Exchange traded funds indexed to high-yield corporate bonds have garnered significant interest from an asset inflows standpoint thus far in 2012, and one fund in particular stands out as the recipient of much of these flows, iShares iBoxx High Yield Corporate Bond (NYSEArca: HYG).
In the past week alone, approximately $800 million has flowed into HYG via creation activity which is notable considering the fund’s total float is about $13 billion. In our daily recaps that we send out to trading clients we have also pointed out call buying in HYG options that occurred on Monday of this week, and continued yesterday in large size relative to what typically trades in HYG options, so it seems clear to us that portfolio managers are taking a “risk on” approach to fixed income investing in 2012 given that U.S. Treasury bonds are still delivering very unappealing yields. [High-Yield ETFs Rally]

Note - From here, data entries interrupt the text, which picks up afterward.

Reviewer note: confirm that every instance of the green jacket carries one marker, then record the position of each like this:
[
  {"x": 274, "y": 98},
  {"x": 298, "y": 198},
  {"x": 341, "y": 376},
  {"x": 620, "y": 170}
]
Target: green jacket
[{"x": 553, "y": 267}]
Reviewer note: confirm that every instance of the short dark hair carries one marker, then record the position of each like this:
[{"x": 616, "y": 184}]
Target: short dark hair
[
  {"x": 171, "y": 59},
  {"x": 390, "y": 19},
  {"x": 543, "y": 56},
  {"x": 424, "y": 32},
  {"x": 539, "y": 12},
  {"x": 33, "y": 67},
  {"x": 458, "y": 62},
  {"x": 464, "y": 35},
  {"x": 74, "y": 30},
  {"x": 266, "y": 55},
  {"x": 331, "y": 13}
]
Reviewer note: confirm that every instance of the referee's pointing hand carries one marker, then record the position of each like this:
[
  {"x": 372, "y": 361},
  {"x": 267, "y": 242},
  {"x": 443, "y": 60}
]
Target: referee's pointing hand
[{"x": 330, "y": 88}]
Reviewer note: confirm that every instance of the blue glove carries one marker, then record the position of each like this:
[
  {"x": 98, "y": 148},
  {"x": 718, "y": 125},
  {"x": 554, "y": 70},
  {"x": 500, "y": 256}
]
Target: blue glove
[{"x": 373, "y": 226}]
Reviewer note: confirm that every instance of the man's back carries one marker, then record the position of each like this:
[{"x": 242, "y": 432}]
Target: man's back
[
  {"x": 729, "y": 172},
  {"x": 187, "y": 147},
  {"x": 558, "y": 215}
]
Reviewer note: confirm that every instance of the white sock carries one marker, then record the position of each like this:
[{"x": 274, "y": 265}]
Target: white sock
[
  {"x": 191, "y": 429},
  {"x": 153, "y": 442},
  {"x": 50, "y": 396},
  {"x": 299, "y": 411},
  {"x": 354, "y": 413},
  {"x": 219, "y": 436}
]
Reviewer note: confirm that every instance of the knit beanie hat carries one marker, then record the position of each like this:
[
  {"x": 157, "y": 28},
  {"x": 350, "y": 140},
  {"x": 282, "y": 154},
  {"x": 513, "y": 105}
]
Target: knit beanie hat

HYG’s current 30-day SEC yield is 6.83% and the top holdings are speculative or “junk bond” rated issues from companies such as First Data, Sprint Nextel, CIT Group, Calpine and Intelsat. Given the capital markets activity that we are observing in HYG, it makes sense for portfolio managers to pay attention to the entire space and thus monitor competitors of HYG for trading and investment opportunities as well.
Funds such as SPDR High Yield Bond (NYSEArca: JNK), PowerShares High Yield Corporate Bond (NYSEArca: PHB), PIMCO 0-5 Year U.S. High Yield Corporate Bond (NYSEArca: HYS) and Peritus High Yield (NYSEArca: HYLD) stand out as possibilities for those looking for exposure to the high yield bond space via an ETF in this environment.